Friday, May 28, 2010

"The sky is not falling. In many ways, the weather has never been better. It just takes a new kind of barometer to tell the difference"

I've started re-reading my next book Everything Bad Is Good For You: How Today's Popular Culture Is Actually Making Us Smarter by Steven Johnson.  I picked this as my next book because I figured I've read a couple fiction books and I should mix it up with a non-fiction one.  Originally I was going to re-read Kitchen Confidential but I've read that one a number of times and I've only read this one once before.  Don't worry, my next book will be completely new to me.  By the way, the title quote is from the intro, page xvi.

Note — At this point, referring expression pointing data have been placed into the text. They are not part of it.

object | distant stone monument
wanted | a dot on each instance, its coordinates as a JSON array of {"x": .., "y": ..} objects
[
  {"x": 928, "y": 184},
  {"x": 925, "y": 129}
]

Steven describes the book as "an old-fashioned work of persuasion" (xv) to prove that today's pop culture is not a brain drain on the culture that every op-ed piece seems to suggest, but rather that there are actual cognitive benefits to TV and video games. 

His first section, and the section I've just finished reading, concerns video games, which is probably one of the most demonized forms of pop culture.  I will start this by saying I am not a gamer by any stretch of the imagination, though I did grow up with one in the form of my brother and thus have seen them in their natural habitat.  I can also say that my Brother the Gamer is far smarter than I am, so anecdotally I can see the brain drain is not affecting him.  I suppose this means I don't need to be persuaded but nonetheless, Johnson makes a compelling argument that video games have evolved from the days of Pong and PacMan to a system of complex tasks, learning through action or "probing" and delayed rewards.  He describes the "mental labor" it takes to complete the tasks "telescoping because of the way the objectives next inside one another like a collapsed telescope" and "part of this skill lies in focusing on immediate problems while still maintaining a long-distance view" (54) which Johnson argues is an important skill exercised by video games that is used in other aspects of life.  It's easy to judge video games by the same criteria books are judged by, but that misses the benefits video games do provide.  Video games won't replace Shakespeare, but then again neither will physics.

What are your general thoughts?  Are the majority of video games mindless wastes of time?  Or is there something more to them?

Johnson, Steven.  Everything Bad Is Good For You: How Today's Popular Culture Is Actually Making Us Smarter.  Riverhead Books, New York.  2006.